Nos fins do século V, a luta entre germanos e romanos terminou com a derrota completa de Roma, o que ocasionou a decomposição do Império. Os povos germânicos, com uma população de 5 milhões de indivíduos, aproximadamente, viviam num estágio inferior de evolução. A escravidão existia, entre eles, ainda em estado embrionário. No decorrer de sua luta secular contra Roma, os clãs germânicos adquiriram, como traço característico, o caráter de uma democracia militar.

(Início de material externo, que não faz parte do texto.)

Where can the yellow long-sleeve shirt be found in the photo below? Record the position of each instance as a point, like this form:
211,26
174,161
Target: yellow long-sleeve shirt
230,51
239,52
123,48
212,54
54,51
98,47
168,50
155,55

Depois de terem conquistado Roma, abandonaram o regime dos clãs, que não lhes permitia administrar um Estado como o que tinham acabado de formar, e criaram, por isso, um novo poder político: o chefe militar adquiriu poder de realeza.

Os conquistadores germânicos tomaram aos romanos duas terças partes das terras e distribuíram-nas entre os seus clãs e as famílias. Parte considerável do território conquistado foi, entretanto, cedido pelos reis aos chefes militares e estes distribuíram o que lhes coube dessas terras entre os seus guerreiros, em caráter perpétuo, porém sem o direito, para os ocupantes, de vendê-las ou cedê-las. Essas terras que ficaram, assim, submetidas ao poder do rei tomaram o nome de “feudos” e seus proprietários de “senhores feudais”. Foi uma época de guerras incessantes em que a pequena produção camponesa não podia existir sem contar com a proteção dos grandes senhores feudais, que eram, ao mesmo tempo, os chefes militares. Durante quatrocentos anos, a partir da queda de Roma, foram os camponeses passando gradualmente a depender desses senhores feudais por serem forçados a colocar-se com suas terras sob a proteção dos mesmos. Isso determinou, finalmente, que os senhores se transformassem em proprietários dessas terras, embora não tivessem o direito de vendê-las nem de cedê-las a outrem. Em troca da proteção que recebiam, os camponeses comprometiam-se a fornecer produtos alimentícios aos senhores feudais e aos guerreiros, assim como a servi-los, realizando diversos trabalhos. Dessa forma, foi se constituindo, até o século IX, “o regime feudal ou feudalismo”.